The future of Uganda’s coffee sector and the 15 million people who work in the crop’s value chain remains unclear after the Parliament’s Deputy Speaker declined to table and debate a key report on the sector.
< p>The document prepared by the House Committee touched on the controversial agreement between the government and Italian investor Uganda Vinci Coffee Company Ltd.
But for the third time in a week, Deputy Speaker Thomas Tayebwa resisted the pressure lawmakers to amend the agreement order paper and allow Commerce Committee Chair Mwine Mpaka to deliver the report. On May 2, Mr Mpaka said the investigative report on the Vinci coffee deal was ready and was just awaiting allotted time on the order paper to present it to Parliament.
“The article will come,” said Mr Tayebwa. “I know the report is complete, but the Chair must always read [and] understand the report so that he can moderate the matter once he has his say.”
Mr Tayebwa responded to Kira Municipality MP Ibrahim Ssemujju Nganda, who said the coffee deal was “urgent” and “controversial” and the report’s findings and recommendations should take precedence before the spokesman referred new business to the trade committee .
The report, signed by all 27 committee members, will be debated, followed by a vote to decide whether to end or maintain the coffee business.
On April 10, On February 11, the Ugandan government, through Finance Minister Matia Kasaija and Secretary of State Ramathan Ggoobi, signed an agreement with Vinci Coffee Company, represented by Enrica Pinetti.
The agreement does not just give Vinci Coffee Company a mono pol to purchase, but also to set the price at which the coffee will be delivered to him.
The deal also makes a number of other concessions that have been sharply criticized by lawmakers and stakeholders in the coffee sector.
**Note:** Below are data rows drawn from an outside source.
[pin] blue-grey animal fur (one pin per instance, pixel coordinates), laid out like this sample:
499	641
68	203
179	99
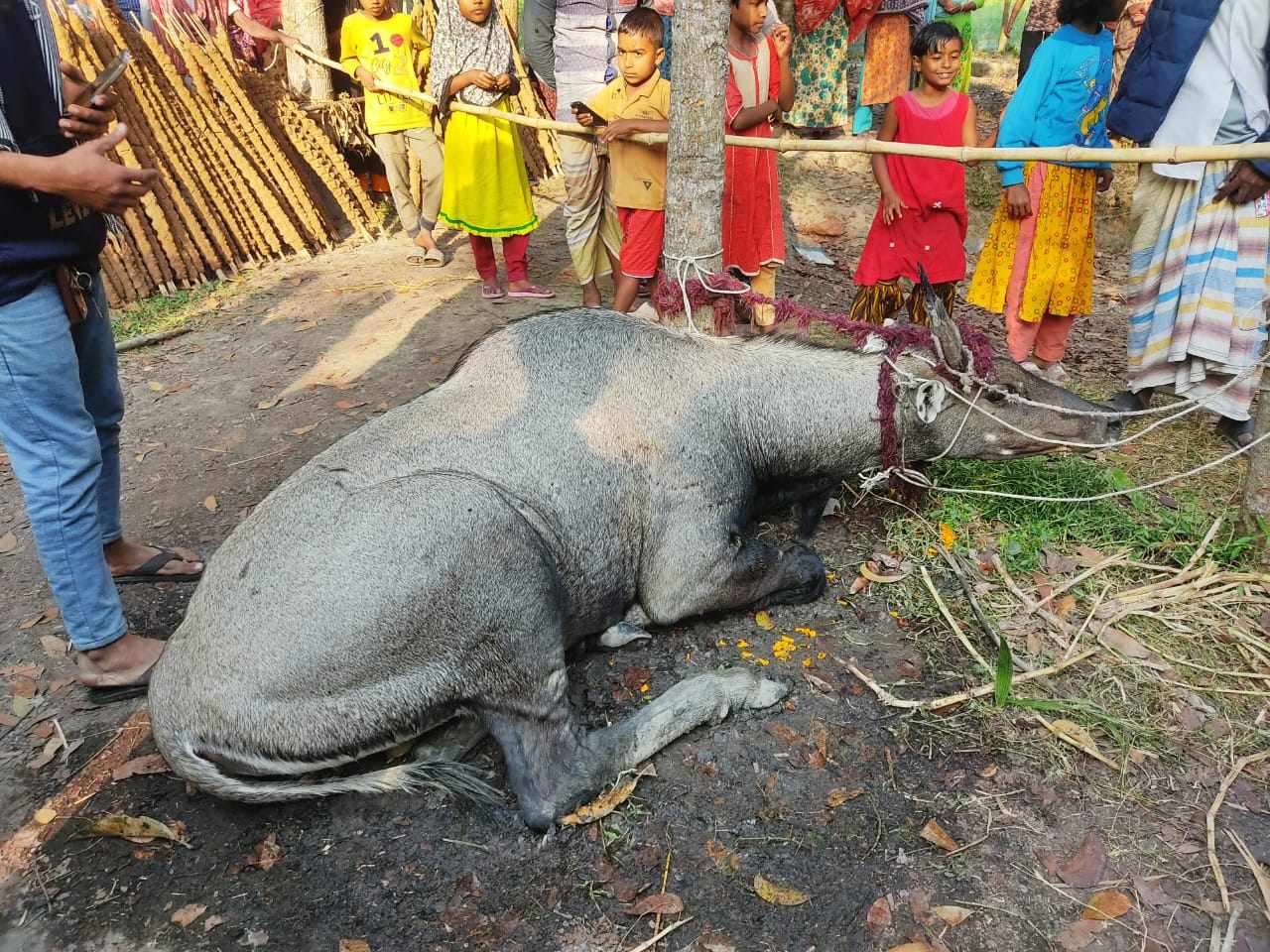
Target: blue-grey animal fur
580	472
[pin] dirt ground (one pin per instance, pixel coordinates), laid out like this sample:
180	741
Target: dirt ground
826	796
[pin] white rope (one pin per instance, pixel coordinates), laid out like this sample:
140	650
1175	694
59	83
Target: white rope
1047	440
922	481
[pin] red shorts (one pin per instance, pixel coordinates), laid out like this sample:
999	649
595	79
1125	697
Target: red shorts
642	240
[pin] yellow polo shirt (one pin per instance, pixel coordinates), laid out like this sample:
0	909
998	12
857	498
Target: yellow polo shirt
394	50
636	172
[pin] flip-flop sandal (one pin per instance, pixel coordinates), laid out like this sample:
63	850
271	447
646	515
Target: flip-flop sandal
149	570
534	291
432	258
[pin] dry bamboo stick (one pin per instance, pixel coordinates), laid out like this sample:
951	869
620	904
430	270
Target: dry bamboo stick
1210	821
962	696
1173	155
These include a 10-year tax holiday and contributions to the National Social Security Fund, 25 acres of land in the Namanve Industrial and Commercial Park to build a soluble coffee processing plant with a capacity of 60,000 tons per year, starting at 27,000 tons.< /p >
When the deal broke, it aroused emotion among stakeholders in the sector, which employs many Ugandans, including 12 million farmers, as well as traders and exporters who benefit from the country’s top export product.